Para falar sobre esse assunto procuramos uma das maiores especialistas e pesquisadoras da área, Teresa Ruas.

Teresa é Terapeuta Ocupacional e Especialista em Desenvolvimento Infantil pela Universidade Federal de São Carlos (UFSCAR). Mestre em Educação Especial, com enfoque em prematuridade pela UFSCAR. Doutora em Ciências da Saúde Coletiva com enfoque na infância e em crianças de risco pela Faculdade de Medicina do ABC.

Autora do livro, “Prematuridade extrema: olhares e experiências”, pela Editora Manole (2016), ela também é fundadora do blog “Minha Teoria na Vida” e vice presidente da ONG “Temos Que Falar Sobre Isso”.

Sua história de vida completa todo o seu conhecimento para ter domínio sobre o assunto. Teresa nasceu de 28 semanas no interior de Minas Gerais, na década de 1980, quando ainda não existiam muitos recursos para bebês prematuros e isso a instigou a pesquisar a prematuridade, mas nunca pensou que viveria isso tão perto novamente. Sua primeira filha, a Maitê Maria, nasceu de 23 semanas, com 630g, e passou 6 meses na UTI. Lucca, seu segundo filho, nasceu de 32 semanas, já não era um prematuro extremo e de alto risco, mas também precisou de algumas semanas de UTI Neonatal.

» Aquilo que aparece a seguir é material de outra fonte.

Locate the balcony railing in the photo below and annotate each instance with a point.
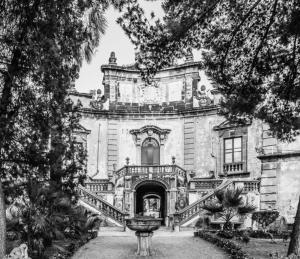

As experiências de Teresa e suas pesquisas têm ajudado muitas mães a superarem os longos dias na UTI Neonatal e outras mães a se preparem melhor para a prematuridade, pois nunca sabemos quando isso pode acontecer, não é mesmo?

Gostaria de começar essa entrevista já usando as palavras de Teresa Ruas quando explica a prematuridade (trecho do blog “Minha Teoria na Vida”).

“Prematuridade significa o nascimento antes das 37 semanas de gestação. Quanto mais longe das 37 semanas gestacionais acontecer o nascimento de um bebê, mais prematuro ele será, sendo caracterizado como um prematuro extremo. É o que acontece, por exemplo, com um recém-nascido que nasce com 23, 24, 25, 26, 27, 28, 29 semanas gestacionais. Por outro lado, quanto mais perto das 37 semanas ocorrer o nascimento, mais maturidade cardíaca, respiratória, neurológica e, portanto, fisiológica terá o recém-nascido, sendo caracterizado como um prematuro tardio, como acontece com o nascimento por volta das 34, 35, 36 semanas gestacionais.”

Segundo a Organização das Nações Unidas (ONU), todos os anos, cerca de 15 milhões de crianças nascem no mundo antes de completar 37 semanas de gestação. Um estudo realizado pelo Fundo das Nações Unidas (UNICEF), aponta o Brasil como décimo país onde mais nascem bebês prematuros no mundo, chegando a 11,7% os partos realizados antes de 38 semanas.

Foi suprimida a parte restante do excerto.